The New York State Division of Consumer Protection is alerting consumers of an increase in phone scammers purporting to be from official state agencies attempting to steal personal information from unsuspecting victims.
Similar to a Social Security scam detailed in June, in these cases the caller “spoofs” official phone numbers of state agencies and calls individuals seeking information that could be used to steal identities. Spoofing is when a caller deliberately falsifies the information transmitted to a caller ID display to disguise their identity, according to the Federal Communications Commission. In actuality, the call could be coming from anywhere in the world.
Recently, several individuals have received phone calls from what appears to be a primary phone number for the New York State Offices of the Inspector General (212-635-3150). The Inspector General’s Office is working with law enforcement to investigate the matter. The Offices of the Inspector General advises that it does NOT make calls from this number. Anyone who receives a call from 212-635-3150 should disregard the call.
“As we see too often, scam artists are pretending to be from official state agencies in an attempt to gain personal information from unsuspecting New Yorkers” said New York State Secretary of State Rossana Rosado, who oversees the Division of Consumer Protection. “Government agencies do not typically call people with little or no warning asking for sensitive information or trying to get a payment over the phone. If it seems suspicious, it probably is. Look for the warning signs and verify the caller before engaging.”

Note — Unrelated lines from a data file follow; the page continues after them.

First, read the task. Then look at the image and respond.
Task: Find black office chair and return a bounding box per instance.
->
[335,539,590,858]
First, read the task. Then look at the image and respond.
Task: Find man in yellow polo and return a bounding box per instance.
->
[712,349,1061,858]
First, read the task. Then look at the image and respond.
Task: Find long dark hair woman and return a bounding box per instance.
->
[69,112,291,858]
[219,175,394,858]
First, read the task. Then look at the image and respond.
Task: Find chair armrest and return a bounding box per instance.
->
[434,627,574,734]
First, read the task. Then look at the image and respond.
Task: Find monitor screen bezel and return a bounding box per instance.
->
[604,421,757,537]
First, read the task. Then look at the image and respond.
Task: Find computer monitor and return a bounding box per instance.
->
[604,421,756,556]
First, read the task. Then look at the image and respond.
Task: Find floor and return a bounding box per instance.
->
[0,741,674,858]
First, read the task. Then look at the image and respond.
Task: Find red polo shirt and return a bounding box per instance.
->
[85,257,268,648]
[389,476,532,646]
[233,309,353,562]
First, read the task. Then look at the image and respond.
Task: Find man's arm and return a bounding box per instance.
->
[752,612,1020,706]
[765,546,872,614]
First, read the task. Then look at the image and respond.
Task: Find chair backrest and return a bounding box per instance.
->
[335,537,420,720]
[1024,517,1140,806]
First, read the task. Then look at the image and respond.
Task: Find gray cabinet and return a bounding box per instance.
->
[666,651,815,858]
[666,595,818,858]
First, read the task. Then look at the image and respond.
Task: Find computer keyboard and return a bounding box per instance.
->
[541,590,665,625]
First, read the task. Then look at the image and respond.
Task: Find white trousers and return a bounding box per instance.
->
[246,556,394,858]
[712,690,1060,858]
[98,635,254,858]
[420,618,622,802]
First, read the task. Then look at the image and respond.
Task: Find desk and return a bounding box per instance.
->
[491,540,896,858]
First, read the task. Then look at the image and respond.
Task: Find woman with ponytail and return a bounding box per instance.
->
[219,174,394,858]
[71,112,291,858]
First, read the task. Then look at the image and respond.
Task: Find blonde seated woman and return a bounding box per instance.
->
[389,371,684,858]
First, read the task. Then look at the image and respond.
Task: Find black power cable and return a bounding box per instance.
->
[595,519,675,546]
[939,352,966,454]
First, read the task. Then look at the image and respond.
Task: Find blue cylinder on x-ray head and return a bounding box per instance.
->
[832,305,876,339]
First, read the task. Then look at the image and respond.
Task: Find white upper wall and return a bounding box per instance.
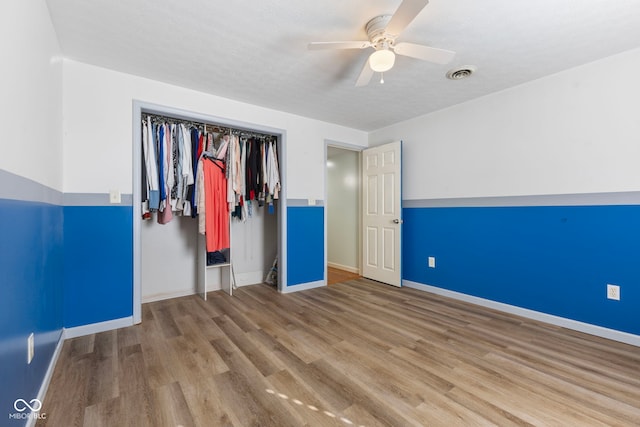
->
[369,49,640,200]
[0,0,62,190]
[63,59,368,200]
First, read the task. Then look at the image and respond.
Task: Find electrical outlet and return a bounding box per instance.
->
[27,332,35,363]
[607,284,620,301]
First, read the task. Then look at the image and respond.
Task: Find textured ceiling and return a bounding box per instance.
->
[47,0,640,131]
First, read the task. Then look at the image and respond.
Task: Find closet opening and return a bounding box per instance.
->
[133,102,286,323]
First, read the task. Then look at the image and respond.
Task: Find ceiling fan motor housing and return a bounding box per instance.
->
[365,15,395,50]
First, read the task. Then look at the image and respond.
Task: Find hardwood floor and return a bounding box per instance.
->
[327,267,361,285]
[38,279,640,427]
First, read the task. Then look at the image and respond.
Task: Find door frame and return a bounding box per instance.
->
[324,139,368,284]
[131,99,287,324]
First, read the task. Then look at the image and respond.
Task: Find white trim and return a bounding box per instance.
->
[327,261,360,274]
[142,289,196,304]
[26,329,66,427]
[402,280,640,347]
[282,280,327,294]
[64,316,134,339]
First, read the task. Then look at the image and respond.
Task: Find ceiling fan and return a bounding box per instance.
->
[308,0,455,86]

The New York State Division of Consumer Protection and the Federal Communications Commission warn consumers to be suspicious of any unsolicited calls purporting to be from a state agency, such as the Inspector General, and to take note of the following tips:
If an individual receives an inquiry from someone who says they represent a government agency, the individual should hang up and call the phone number on the government agency’s website to verify its authenticity. Individuals will normally receive a written statement in the mail before getting a phone call from a legitimate source, particularly if the caller is asking for a payment.
Individuals should not answer calls from unknown numbers. If they answer such a call, they should hang up immediately. If a consumer answers and the caller – or a recording – asks them to press a button to stop getting the calls, they should just hang up. Scammers often use this trick to identify potential targets.
Consumers may not be able to tell right away if an incoming call is spoofed. Call recipients should be extremely careful about responding to any request for personal identifying information. Consumers should not respond to any questions, especially those that can be answered with “Yes” or “No.” Consumers should exercise caution if they are being pressured for information immediately.